He parked in front of the house on Victoria Road. Though it still smelled pristinely of solvents, and faintly of sawmill, the upper part of the house was more or less finished. The expansive living room. The five en suite bedrooms. The study. The
TV
room. The first-­floor terrace. Not all of these rooms were properly furnished. Two of the bedrooms had nothing except king-­size mattresses in them, still in their plastic wrapping. The lack of stuff in the living room led to a vacant echo when you walked around on the newly laid oak parquet. The study held only a huge leather-­topped desk and an early nineteenth-­century admiral’s swivel-­chair. (Trophies of a sale at Sotheby’s entitled ‘The Age of Napoleon’.) The lower part of the house, however, was still in a much earlier stage of development, the spaces for the most part only sketched in in sharp-­edged plaster. The drawing room, the dining room, the kitchen, the utility room, the maid’s flat, the single-­lane swimming pool… This last was still just a strange-­looking concrete trench with various hoses in it. It was where James found Isabel and Thomasina.

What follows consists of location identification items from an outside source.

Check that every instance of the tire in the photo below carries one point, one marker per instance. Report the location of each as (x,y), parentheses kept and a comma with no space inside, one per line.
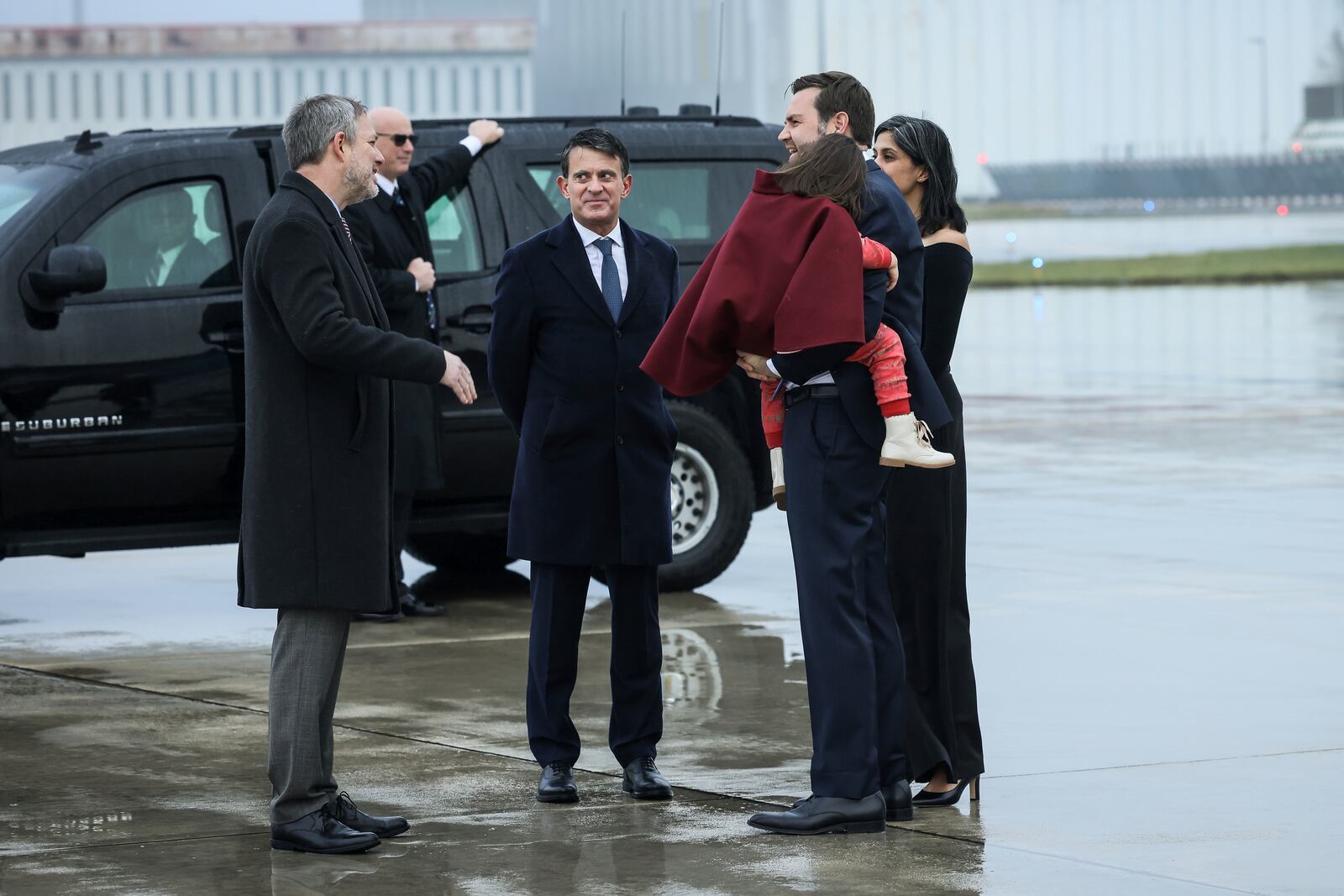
(460,551)
(710,477)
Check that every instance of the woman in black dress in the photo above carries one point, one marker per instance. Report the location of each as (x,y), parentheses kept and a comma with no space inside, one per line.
(927,524)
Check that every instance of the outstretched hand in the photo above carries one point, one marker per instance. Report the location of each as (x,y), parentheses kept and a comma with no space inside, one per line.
(756,367)
(459,378)
(486,129)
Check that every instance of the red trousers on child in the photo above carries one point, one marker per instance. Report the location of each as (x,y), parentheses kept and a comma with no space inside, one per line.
(885,358)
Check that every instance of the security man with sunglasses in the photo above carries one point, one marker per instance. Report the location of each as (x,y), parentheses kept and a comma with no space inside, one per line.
(393,234)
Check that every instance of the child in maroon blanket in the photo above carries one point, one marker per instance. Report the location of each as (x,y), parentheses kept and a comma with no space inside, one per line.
(769,288)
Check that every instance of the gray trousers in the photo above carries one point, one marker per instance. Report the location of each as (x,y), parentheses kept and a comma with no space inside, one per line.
(306,661)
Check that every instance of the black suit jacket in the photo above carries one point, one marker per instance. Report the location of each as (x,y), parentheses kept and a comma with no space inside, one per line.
(316,506)
(197,264)
(591,479)
(389,237)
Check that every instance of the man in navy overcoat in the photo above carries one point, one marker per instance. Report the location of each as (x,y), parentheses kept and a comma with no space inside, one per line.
(575,311)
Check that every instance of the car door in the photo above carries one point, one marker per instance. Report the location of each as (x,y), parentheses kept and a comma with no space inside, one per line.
(141,382)
(467,233)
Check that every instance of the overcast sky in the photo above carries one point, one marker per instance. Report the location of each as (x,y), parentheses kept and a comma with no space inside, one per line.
(62,13)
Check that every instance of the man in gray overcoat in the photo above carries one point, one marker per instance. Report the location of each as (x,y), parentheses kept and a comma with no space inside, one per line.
(316,523)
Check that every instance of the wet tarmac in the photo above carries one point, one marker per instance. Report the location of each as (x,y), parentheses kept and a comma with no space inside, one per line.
(1152,234)
(1155,571)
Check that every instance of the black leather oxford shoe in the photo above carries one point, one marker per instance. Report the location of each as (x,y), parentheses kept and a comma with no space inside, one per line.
(898,801)
(644,781)
(383,826)
(320,832)
(413,606)
(827,815)
(557,785)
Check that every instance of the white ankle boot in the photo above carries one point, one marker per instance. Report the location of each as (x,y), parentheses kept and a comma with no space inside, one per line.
(909,443)
(777,476)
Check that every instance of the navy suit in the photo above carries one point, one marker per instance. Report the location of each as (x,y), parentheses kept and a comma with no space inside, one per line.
(593,468)
(887,219)
(837,524)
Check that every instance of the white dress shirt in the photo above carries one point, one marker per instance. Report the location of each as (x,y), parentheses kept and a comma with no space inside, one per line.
(589,241)
(820,379)
(165,259)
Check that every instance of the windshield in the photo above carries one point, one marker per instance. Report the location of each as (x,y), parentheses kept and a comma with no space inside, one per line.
(20,183)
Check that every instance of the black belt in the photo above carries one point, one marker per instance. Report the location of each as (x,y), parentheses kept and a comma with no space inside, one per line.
(804,392)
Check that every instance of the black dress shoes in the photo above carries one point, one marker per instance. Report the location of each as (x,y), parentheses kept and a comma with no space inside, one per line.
(413,606)
(557,785)
(644,781)
(320,832)
(827,815)
(383,826)
(396,616)
(898,801)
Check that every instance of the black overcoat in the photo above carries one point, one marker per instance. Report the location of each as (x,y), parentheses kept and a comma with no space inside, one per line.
(316,511)
(389,237)
(597,439)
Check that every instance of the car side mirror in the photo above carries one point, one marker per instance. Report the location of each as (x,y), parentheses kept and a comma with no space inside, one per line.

The Italian tilers had started work, and the two women were standing on the edge of the future deep end, watching them mark things out with their spirit levels. James was surprised to see Isabel. She said she was there to talk to Thomasina about the wedding. Her wedding. Isabel’s wedding. Isabel was wedding Steve that summer—­finally, they had been together for more than twelve years—­in the south of France. Specifically, she wanted to talk about the dress. Thomasina had some sort of fashion diploma from St Martin’s, and still tinkered sporadically with her portfolio. They had been upstairs in the echoey living room, talking about it, when the tilers turned up.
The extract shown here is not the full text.